編集部の反対をおしきっても、自分の描きたいものを描きたい、そしてそれでヒットを出す、という意欲に燃えた若き池田先生が描いた「ベルサイユのばら」。
この作品は、以下の二つの点で、少女マンガに大きな革命をもたらしたといわれています。
一つは、少女マンガ初の本格的な歴史ものとなったこと。
そしてもう一つが、少女マンガで初めて長いページ数を割いたベッドシーンを描いたことです。
「本格的な歴史もの」という意味では、資料を集め識者に話を聞き、綿密に下調べをされたそうです。
その上で、「(読者にわかりやすいように話を作るために)調べた中から、何を落とすのかに苦労した」と池田先生が語っているように、できるだけ正確に、しかし娯楽としての面白さを損なうことがないよう腐心したことが、見事に作品として結実しているといえます。
後者については、同じ番組のなかで評論家・編集者の藤本由香里氏が、少女マンガに初めてベッドシーンが描かれたのは一条ゆかりの『ラブ・ゲーム』(1972年『りぼん』11月号掲載)だが、それはワンシーンだったこと、連載1回分を費やすほどの本格的なベッドシーンは、この「ベルばら」のオスカルとアンドレが結ばれるシーンが初めてであったこと、またそこにいたるまでの盛り上がり方の類のなさにも言及しています。
「売れっ子ゆえの苦悩」のエピソードにも驚かされました。
「ベルばら」の連載が大ヒットする一方で、腎臓に持病を抱えていた池田先生は高熱を出しては入院、ということを繰り返します。
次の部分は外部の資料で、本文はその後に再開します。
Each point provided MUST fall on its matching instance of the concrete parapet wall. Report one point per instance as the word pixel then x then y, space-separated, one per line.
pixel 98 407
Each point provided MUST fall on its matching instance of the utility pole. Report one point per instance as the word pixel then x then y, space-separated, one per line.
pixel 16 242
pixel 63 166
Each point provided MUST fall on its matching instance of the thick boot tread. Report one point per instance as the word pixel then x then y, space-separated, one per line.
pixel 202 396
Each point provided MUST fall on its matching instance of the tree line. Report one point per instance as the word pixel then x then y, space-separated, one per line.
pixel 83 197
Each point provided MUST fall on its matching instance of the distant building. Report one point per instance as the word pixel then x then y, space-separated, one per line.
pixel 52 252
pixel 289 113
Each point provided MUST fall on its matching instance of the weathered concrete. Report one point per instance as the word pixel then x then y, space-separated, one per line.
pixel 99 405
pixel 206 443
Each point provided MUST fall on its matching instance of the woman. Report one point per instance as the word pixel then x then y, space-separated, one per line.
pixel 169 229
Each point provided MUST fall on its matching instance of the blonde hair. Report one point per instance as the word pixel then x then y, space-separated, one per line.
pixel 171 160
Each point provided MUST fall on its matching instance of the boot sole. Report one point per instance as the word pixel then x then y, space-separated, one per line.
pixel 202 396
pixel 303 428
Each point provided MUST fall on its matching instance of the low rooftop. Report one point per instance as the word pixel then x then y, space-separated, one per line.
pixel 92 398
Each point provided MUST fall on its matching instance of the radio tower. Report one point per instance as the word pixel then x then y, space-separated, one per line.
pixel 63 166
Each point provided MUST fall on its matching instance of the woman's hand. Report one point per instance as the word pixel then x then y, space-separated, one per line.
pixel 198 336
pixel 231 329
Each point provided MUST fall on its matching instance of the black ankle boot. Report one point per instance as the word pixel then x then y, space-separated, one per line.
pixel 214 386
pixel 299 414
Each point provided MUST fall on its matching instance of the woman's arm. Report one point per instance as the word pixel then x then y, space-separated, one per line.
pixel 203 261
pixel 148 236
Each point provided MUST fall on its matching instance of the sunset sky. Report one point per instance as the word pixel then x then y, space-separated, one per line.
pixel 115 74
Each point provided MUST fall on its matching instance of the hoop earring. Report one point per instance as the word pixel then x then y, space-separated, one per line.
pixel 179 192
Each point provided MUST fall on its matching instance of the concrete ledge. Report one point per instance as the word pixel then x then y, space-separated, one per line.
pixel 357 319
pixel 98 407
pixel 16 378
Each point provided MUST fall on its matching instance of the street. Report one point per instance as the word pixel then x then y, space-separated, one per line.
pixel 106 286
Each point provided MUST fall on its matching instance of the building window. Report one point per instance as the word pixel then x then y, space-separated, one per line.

しかし「ベルばら」が載らない雑誌は売り上げに関わる、という編集者の要請で、連載を欠けさせないために、退院して原稿を描き、描いてからまた再入院、ということもあったとか。
な、なんというすさまじい逸話。
当時の熱気、そしてそれに応えた池田先生の覚悟が伝わってきて、圧倒されてしまうお話です。
こうして見てくると、「ベルばら」は、当時の学生運動に揺れた世相のなか、若き池田理代子という作家が綿密な調査のもとに、描きたいことを情熱をこめて描いた野心作であったことがわかります。そしてその作品で「少女マンガにおける革命」をなしとげたことは、「あの時代」の、「あのときの池田理代子」だから作り出すことができた、一つの奇跡であり、同時に必然でもあった、という気がしてくるのでした。(川原和子)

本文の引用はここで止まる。